After watching the formidable movie Everest, which dramatises events leading up to and during that fateful day when eight lives were lost, viewers may wonder whether some form of insanity isn’t a prerequisite for attempting such a dangerous, punishing feat.

Many elite mountaineers, like other extreme athletes, would probably admit to being half-crazy. At a minimum, they would acknowledge that their determination to ascend the world’s tallest peaks is not primarily rational.

Climbing fatalities are fairly common in the Himalayas and other high-altitude ranges. Among the factors that differentiated this tragedy: three individuals who succumbed, as well as a number of survivors, paid up to $65,000 for the opportunity.

That spring, owing to a boom in adventure tourism, the mountain was overcrowded. In essence, pedestrian traffic jams five miles above sea level helped cause the disaster.

Ironically, the man who invented the business of commercial expeditions to the world’s tallest pinnacles, New Zealander Rob Hall (Jason Clarke), owned the second team, Adventure Consultants. Hall and his clients and colleagues are the film’s central characters.

They include Texas physician Beck Weathers (Josh Brolin), journalist Jon Krakauer (Michael Kelly) and Japanese alpinist Yasuko Namba (Naoko Mori). Emily Watson portrays base camp manager, Helen Wilton; Keira Knightley is Hall’s pregnant wife, Jan; and Jake Gyllenhaal plays Scott Fischer, the freewheeling leader of Mountain Madness.

Aided by this terrific ensemble and a first-rate production team, Icelandic director Baltasar Kormakur does an excellent job of conveying the human saga as well as the natural spectacle. The result is both sensitive and powerful.

The screenplay by William Nicholson and Simon Beaufoy draws from multiple, often contradictory accounts such as the published memoirs of survivors – Krakauer’s 1997 best-seller Into Thin Air among them – original interviews and several documentaries.

Far from glamorising the ordeal, their script shows the effects of exposure to the harshest conditions imaginable and of the delirium that quickly sets in when the human body is oxygen-deprived. The result is a tale of physical pain and suffering that also considers the emotional repercussions of risk taking.

Remarkably, despite the strenuous circumstances and forbidding natural beauty of the surroundings, Everest feels more like a contemplative drama than a wilderness adventure gone awry. And the absence of any genuinely objectionable material – there’s no foul language, sexual innuendo or violence in the film – makes this meditation on humanity’s struggle with the elements suitable for teens as well as grown-ups.

When asked why they feel compelled to climb, none of the mountaineers have an answer. But, in the often surreal, awe-inspiring images captured by cinematographer Salvatore Totino (shooting in Nepal and Italy’s Dolomite mountains) the mystical pull of the topography can be glimpsed.

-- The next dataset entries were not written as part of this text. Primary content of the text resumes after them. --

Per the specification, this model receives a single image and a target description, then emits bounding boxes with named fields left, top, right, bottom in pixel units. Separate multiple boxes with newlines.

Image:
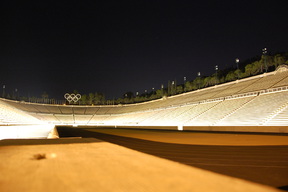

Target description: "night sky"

left=1, top=0, right=288, bottom=99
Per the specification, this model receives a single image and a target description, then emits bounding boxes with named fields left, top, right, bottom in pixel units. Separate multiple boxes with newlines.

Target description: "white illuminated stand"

left=0, top=124, right=57, bottom=140
left=0, top=98, right=57, bottom=140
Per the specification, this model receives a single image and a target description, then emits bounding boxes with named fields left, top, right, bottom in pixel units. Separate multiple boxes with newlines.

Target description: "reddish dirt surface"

left=56, top=128, right=288, bottom=190
left=85, top=128, right=288, bottom=145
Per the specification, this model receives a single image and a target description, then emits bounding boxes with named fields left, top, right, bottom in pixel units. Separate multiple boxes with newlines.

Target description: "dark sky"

left=1, top=0, right=288, bottom=99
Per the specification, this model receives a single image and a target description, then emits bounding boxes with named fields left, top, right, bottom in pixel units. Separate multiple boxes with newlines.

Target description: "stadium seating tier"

left=1, top=66, right=288, bottom=132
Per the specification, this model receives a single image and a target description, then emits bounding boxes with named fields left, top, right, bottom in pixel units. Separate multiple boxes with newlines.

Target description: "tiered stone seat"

left=1, top=66, right=287, bottom=128
left=265, top=107, right=288, bottom=126
left=190, top=97, right=255, bottom=126
left=0, top=100, right=41, bottom=125
left=239, top=71, right=288, bottom=93
left=54, top=114, right=74, bottom=124
left=217, top=91, right=288, bottom=126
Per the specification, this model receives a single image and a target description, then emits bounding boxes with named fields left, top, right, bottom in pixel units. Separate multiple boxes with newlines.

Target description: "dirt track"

left=83, top=128, right=288, bottom=145
left=57, top=127, right=288, bottom=190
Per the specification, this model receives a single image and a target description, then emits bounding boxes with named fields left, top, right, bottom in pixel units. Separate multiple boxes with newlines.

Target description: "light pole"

left=15, top=88, right=18, bottom=100
left=197, top=72, right=201, bottom=89
left=215, top=65, right=219, bottom=84
left=172, top=80, right=175, bottom=95
left=184, top=77, right=186, bottom=92
left=2, top=85, right=5, bottom=98
left=262, top=47, right=268, bottom=72
left=235, top=58, right=240, bottom=79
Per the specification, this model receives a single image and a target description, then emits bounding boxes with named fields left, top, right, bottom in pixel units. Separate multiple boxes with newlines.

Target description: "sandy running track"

left=82, top=128, right=288, bottom=146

Everest doesn’t judge anyone; it doesn’t point fingers or assign blame. There are no villains, save for a vicious storm that strikes at the worst possible time. It’s human nature versus Mother Nature.

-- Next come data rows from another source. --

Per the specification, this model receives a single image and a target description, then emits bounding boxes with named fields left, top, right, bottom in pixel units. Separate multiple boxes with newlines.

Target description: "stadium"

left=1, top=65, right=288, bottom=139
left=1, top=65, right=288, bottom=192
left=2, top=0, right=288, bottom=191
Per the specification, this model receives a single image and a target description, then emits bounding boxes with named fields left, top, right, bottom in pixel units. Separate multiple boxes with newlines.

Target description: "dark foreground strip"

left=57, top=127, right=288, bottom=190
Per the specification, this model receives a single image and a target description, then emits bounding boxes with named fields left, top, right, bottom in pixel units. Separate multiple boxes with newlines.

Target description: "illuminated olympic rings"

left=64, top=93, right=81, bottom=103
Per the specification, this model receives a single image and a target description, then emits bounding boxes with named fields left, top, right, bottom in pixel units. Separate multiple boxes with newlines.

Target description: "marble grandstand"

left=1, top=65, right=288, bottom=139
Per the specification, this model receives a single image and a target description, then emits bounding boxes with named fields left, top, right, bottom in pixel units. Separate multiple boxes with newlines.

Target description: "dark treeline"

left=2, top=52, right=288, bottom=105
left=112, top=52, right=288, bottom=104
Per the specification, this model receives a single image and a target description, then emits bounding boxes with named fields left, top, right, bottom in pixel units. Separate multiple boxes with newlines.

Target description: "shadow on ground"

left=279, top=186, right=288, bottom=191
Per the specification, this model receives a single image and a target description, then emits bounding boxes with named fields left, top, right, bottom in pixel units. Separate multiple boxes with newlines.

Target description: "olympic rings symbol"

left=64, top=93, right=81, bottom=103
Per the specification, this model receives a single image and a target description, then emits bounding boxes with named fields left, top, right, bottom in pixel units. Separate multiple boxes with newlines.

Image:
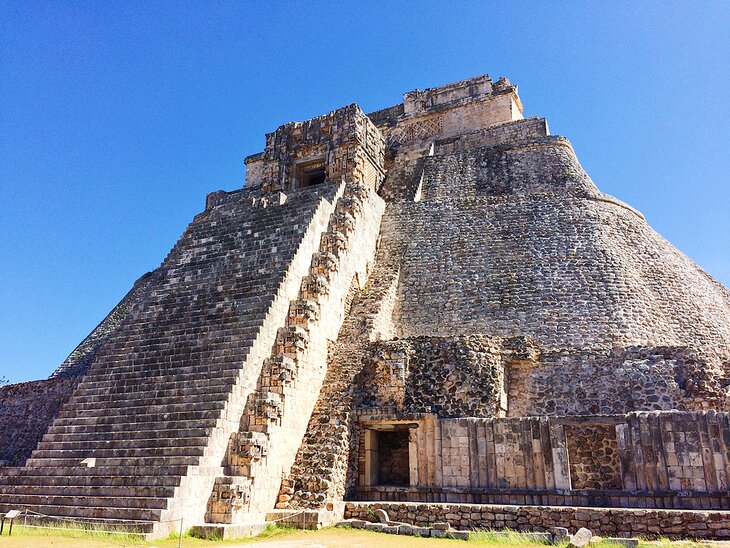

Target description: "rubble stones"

left=569, top=527, right=593, bottom=547
left=373, top=508, right=389, bottom=523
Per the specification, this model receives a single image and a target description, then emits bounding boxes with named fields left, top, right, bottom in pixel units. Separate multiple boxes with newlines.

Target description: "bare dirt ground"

left=1, top=527, right=729, bottom=548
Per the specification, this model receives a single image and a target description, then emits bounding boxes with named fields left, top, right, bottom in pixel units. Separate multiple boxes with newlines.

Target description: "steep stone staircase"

left=0, top=183, right=343, bottom=536
left=279, top=226, right=405, bottom=511
left=205, top=183, right=385, bottom=524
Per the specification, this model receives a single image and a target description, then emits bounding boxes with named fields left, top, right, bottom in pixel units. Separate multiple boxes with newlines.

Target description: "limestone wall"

left=371, top=74, right=523, bottom=150
left=508, top=347, right=728, bottom=416
left=381, top=93, right=520, bottom=149
left=357, top=336, right=507, bottom=417
left=353, top=412, right=730, bottom=507
left=380, top=140, right=730, bottom=361
left=0, top=377, right=80, bottom=466
left=434, top=117, right=549, bottom=155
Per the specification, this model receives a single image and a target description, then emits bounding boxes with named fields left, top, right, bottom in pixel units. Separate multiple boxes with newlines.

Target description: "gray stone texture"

left=0, top=377, right=80, bottom=466
left=345, top=501, right=730, bottom=540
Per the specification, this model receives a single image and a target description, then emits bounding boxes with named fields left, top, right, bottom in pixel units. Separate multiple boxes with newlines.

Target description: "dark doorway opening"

left=297, top=160, right=326, bottom=187
left=376, top=430, right=410, bottom=486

No doubt, moral frailty and bad judgement came into play in real life. But the reluctance to mete out cinematic justice is rare and refreshing.

Everest does have a moral blind spot, however. It concerns the Sherpa guides and Nepalese people as a whole. Although none perished in this particular incident, scores of Sherpas have died over the years while helping outsiders fulfill their mountaineering ambitions.

The movie would have benefited by acknowledging the sacrifices and perspective of a nation that, in addition to being ravaged by natural calamities, has, in many respects, been exploited by the commercialisation of climbing.

Everest is being released in Imax 3-D and on other large-format screens, followed by a release in standard theatres. Because of the predominance of awe-inspiring scenery, the extra cost for 3-D viewing is probably justified.

The film contains frequent scenes of peril and some gruesome images. The Catholic News Service classification is A-II – adults and adolescents. The Motion Picture Association of America rating is PG-13 – parents strongly cautioned. Some material may be inappropriate for children under 13.